Faith and Free Thought

It’s an issue that has been understandably drenched in emotionalism and hyperbole for years, but at long last there is some genuine movement. I refer to what is variously called euthanasia, assisted suicide or even compassionate homicide. For a nation as progressive and authentically liberal as Canada our previous lack of conversation has been disastrous, and much of this can be attributed to a government beholden – if not completely sympathetic – to a Christian right, obsessed with the issue. It’s one of the big three for them of course, often the only three. No to abortion, no to gay rights and no to euthanasia. Because they have lost the first two they are fighting like zealots to defend the last.

So of what are we actually speaking here? It’s vitally important to cut through the nonsense and realize that the alternative to dying with dignity is not living; the alternative to dying with dignity is dying without dignity. Dying in pain, anguish and often isolation. Death is never desirable but always inevitable and while we must do all in our power to preserve life, the quality of that life is a major factor.

Quality of life, however, is a politically loaded term. Disability does not denote lack of quality, daily struggle does not denote lack of quality, age does not denote lack of quality. We once revered the elderly as mansions of wisdom, now we tend to see them as slums that are better off demolished. So a civilized society must be extremely careful in how it regards the elderly, the unfit and the unhealthy.

All of this has to be taken into account but part of the problem is that even even ostensibly intelligent and informed writers and commentators have delivered some dreadfully inaccurate and misleading analyses of the subject, caricaturing those who support assisted dying as wild monomaniacs. It prevents a balanced discussion about a vital challenge.
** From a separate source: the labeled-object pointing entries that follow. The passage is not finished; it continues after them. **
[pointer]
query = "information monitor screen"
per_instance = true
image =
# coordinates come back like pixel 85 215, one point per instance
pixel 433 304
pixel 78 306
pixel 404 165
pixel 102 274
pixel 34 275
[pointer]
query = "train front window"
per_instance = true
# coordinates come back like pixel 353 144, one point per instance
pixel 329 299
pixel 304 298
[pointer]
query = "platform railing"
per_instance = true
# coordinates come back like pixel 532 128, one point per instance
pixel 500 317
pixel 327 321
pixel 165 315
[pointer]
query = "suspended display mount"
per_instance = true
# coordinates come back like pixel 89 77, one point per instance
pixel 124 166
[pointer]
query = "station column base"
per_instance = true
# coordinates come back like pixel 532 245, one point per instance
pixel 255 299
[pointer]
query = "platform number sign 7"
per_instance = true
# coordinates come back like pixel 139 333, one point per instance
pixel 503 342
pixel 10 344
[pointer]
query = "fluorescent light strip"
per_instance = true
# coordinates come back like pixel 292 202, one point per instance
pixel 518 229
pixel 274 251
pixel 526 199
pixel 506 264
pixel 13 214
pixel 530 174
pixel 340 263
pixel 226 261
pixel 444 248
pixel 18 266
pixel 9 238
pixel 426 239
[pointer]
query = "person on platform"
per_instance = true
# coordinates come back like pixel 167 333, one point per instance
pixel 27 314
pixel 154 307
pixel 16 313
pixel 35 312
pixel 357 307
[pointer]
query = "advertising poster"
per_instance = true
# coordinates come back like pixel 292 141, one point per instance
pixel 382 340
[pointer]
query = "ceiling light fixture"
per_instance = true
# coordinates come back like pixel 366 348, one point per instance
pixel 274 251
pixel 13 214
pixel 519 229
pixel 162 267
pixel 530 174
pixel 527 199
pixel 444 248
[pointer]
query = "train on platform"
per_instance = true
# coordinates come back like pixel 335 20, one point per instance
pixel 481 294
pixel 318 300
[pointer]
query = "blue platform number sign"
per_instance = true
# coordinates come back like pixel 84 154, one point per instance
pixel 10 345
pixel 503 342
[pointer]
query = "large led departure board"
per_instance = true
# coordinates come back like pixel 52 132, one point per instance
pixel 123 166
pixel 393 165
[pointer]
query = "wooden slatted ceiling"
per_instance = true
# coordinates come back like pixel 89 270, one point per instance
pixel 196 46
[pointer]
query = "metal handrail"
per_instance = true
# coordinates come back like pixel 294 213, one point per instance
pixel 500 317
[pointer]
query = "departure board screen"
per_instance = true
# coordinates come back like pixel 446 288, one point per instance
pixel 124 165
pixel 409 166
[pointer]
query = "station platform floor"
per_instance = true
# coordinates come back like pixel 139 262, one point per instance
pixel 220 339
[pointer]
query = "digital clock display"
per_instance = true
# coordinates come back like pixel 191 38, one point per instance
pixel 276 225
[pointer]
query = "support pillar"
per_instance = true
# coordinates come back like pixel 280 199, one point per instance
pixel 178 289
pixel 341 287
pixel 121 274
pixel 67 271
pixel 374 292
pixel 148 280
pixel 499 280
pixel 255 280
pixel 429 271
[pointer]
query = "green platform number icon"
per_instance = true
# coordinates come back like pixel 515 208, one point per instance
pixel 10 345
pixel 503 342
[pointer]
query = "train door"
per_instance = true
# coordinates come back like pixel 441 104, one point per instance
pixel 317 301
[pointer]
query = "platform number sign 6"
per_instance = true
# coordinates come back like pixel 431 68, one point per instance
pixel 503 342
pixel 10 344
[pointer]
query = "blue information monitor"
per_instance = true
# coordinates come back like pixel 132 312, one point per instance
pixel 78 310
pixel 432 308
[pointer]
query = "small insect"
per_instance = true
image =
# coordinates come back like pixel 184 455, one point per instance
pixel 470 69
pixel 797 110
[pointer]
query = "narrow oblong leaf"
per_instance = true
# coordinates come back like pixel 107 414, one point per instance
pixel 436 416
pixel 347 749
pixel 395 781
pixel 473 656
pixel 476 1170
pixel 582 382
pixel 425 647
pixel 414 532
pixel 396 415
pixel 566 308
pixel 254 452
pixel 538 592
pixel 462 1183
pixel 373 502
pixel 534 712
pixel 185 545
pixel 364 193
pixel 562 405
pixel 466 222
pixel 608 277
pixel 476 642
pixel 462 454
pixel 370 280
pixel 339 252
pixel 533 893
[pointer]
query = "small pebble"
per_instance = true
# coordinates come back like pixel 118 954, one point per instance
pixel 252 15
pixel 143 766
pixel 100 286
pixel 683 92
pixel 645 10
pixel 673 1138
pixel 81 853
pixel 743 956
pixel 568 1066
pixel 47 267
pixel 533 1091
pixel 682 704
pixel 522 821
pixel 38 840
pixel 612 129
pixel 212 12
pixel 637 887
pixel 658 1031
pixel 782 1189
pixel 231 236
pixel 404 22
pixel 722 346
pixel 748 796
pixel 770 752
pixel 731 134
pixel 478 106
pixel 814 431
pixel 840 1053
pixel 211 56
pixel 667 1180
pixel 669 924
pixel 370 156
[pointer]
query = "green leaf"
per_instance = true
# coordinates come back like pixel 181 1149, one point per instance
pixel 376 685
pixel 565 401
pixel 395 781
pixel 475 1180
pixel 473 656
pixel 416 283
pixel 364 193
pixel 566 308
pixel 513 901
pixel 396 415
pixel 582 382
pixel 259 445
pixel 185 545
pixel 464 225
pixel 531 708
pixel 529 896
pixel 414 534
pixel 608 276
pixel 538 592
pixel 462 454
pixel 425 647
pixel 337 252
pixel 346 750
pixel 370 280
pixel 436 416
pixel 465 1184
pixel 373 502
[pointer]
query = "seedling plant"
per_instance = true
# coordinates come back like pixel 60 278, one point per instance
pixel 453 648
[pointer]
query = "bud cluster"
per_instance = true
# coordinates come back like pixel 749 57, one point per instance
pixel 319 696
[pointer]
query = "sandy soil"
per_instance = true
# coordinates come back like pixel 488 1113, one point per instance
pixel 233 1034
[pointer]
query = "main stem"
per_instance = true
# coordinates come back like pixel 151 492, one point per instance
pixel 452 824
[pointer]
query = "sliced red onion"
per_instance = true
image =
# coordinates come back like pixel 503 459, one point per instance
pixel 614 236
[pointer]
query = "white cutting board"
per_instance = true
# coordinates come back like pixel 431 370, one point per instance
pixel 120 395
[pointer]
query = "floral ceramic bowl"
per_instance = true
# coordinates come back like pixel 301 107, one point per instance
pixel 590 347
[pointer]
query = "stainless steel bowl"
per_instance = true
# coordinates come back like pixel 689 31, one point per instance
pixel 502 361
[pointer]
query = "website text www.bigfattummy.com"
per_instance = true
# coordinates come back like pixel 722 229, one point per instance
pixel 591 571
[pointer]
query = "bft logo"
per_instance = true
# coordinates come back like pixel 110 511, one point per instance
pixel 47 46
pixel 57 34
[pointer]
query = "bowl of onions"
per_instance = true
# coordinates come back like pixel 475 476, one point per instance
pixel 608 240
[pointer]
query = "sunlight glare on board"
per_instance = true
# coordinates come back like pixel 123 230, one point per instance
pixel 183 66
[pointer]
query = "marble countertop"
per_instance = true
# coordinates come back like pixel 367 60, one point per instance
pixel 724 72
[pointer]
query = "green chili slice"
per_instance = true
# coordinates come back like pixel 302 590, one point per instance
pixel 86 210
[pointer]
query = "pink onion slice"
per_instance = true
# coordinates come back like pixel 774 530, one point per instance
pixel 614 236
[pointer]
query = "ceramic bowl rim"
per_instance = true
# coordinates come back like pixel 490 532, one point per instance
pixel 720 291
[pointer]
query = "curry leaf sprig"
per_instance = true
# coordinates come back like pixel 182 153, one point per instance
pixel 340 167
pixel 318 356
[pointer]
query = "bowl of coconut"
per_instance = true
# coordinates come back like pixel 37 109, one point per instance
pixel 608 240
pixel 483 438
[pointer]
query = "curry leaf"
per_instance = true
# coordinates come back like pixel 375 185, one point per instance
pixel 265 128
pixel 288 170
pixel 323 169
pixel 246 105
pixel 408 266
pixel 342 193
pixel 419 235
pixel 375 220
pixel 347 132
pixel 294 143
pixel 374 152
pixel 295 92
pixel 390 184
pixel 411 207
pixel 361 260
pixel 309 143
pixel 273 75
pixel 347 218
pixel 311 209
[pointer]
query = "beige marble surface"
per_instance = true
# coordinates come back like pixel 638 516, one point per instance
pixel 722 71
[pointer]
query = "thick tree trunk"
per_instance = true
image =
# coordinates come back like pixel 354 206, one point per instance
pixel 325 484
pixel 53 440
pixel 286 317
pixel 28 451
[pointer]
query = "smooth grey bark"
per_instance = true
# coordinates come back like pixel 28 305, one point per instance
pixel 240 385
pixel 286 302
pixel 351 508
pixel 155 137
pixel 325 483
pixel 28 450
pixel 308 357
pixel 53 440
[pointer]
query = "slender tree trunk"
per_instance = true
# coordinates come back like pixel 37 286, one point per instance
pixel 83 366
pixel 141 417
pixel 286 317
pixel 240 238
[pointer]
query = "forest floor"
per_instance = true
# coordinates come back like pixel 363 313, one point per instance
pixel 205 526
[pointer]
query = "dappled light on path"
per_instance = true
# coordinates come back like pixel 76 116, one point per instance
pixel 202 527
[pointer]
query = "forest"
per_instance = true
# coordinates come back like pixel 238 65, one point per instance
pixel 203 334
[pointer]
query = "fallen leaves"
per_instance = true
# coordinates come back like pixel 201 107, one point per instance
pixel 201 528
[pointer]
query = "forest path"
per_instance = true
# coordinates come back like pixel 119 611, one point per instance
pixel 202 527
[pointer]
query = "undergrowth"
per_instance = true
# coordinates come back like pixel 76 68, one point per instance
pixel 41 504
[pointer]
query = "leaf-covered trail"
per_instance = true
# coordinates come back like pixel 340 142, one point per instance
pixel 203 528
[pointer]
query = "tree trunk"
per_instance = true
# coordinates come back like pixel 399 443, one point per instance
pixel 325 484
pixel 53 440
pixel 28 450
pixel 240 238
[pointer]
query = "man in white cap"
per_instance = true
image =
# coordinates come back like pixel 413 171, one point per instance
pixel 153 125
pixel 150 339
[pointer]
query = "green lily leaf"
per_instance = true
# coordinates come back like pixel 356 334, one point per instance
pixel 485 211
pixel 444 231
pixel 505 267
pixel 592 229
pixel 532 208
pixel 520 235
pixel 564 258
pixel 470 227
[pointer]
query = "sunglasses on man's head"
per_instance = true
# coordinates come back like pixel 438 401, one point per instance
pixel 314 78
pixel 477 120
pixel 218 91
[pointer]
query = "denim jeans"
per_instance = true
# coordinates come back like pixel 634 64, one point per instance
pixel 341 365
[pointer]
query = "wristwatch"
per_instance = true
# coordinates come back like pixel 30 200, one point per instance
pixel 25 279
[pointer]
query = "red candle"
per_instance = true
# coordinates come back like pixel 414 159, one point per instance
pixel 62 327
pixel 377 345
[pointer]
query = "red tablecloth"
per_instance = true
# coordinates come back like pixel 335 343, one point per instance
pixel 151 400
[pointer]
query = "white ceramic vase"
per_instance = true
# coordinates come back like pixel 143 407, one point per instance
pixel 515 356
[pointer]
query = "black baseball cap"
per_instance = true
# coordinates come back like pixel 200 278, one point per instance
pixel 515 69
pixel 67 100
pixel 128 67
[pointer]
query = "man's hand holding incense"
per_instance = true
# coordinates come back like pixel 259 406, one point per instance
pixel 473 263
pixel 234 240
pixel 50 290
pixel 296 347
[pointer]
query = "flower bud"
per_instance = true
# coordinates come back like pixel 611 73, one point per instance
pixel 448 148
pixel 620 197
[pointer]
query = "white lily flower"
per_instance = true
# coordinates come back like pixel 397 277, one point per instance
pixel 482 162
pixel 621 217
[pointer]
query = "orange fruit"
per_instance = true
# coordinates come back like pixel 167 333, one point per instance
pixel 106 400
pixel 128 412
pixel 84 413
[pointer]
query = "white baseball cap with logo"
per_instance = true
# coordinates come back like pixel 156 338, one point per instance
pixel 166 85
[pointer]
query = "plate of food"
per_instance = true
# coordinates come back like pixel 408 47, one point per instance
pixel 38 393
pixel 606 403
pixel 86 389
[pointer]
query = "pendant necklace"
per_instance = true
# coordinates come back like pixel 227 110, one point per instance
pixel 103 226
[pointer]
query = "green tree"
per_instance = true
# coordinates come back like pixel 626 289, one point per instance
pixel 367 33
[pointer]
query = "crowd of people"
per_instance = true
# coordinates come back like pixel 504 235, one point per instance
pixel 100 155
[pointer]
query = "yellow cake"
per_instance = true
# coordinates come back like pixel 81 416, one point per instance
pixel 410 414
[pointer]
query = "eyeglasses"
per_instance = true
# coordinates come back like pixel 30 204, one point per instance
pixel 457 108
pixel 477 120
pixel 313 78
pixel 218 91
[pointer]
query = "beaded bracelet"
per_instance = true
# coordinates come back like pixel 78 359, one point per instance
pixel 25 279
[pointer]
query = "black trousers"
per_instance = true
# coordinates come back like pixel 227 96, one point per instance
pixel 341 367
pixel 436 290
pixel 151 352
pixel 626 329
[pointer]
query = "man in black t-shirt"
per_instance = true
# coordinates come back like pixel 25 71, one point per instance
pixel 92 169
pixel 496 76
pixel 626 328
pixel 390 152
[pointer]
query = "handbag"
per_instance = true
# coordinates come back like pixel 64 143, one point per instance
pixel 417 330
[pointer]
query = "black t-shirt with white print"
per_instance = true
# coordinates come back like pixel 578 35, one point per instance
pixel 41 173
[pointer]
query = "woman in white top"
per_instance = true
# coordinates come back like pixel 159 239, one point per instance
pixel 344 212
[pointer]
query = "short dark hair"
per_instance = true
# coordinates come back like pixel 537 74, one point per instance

Yet imagine knowing without any doubt that you have a few months, perhaps a year, to live and that most of that time will be experienced – in spite of medication – in daily agony. Or consider someone with a neurological disease, their muscles and movement are wasting away yet their mind is still functioning and they know that one day they will drown within their own body and that there is nothing that can be done. This is the tear-stained, horrific reality of the argument.

Related: The Politics of Love Thy Neighbour

None of this is easy, all of this is profound, but the vast majority of people now agree that a heavily regulated, strictly supervised system of assisted dying is the only humane approach. Teams of doctors and family members would have to concur with the individual’s wishes, time would be required for repeated consideration, every single circumstance would be analyzed. But in the name of God – and I use the word deliberately – we can no longer stand by and allow such suffering to continue merely due to a theological or philosophical technicality.

Ignore the political hysteria about depressed teenagers being killed in Europe or terrible mistakes taking place in Oregon where people are euthanized against their wishes. These are generally false excuses and not cogent arguments. The Dutch example is probably the best and of those who request to die in the Netherlands, one third are declined, another third die before their case is decided and the remaining third are indeed helped to an early death.

The door has now been opened and it is utterly pointless imagining that it can be closed again. What we need is empathy and intelligence on all sides and a reasoned approach to one of the most significant and difficult challenges of modern society. Which means listening before speaking and thinking before reacting. Anybody who has spent time with someone in their final days and has stared pain and fear in the face knows this to be the truth. The tough, tragic but utter truth.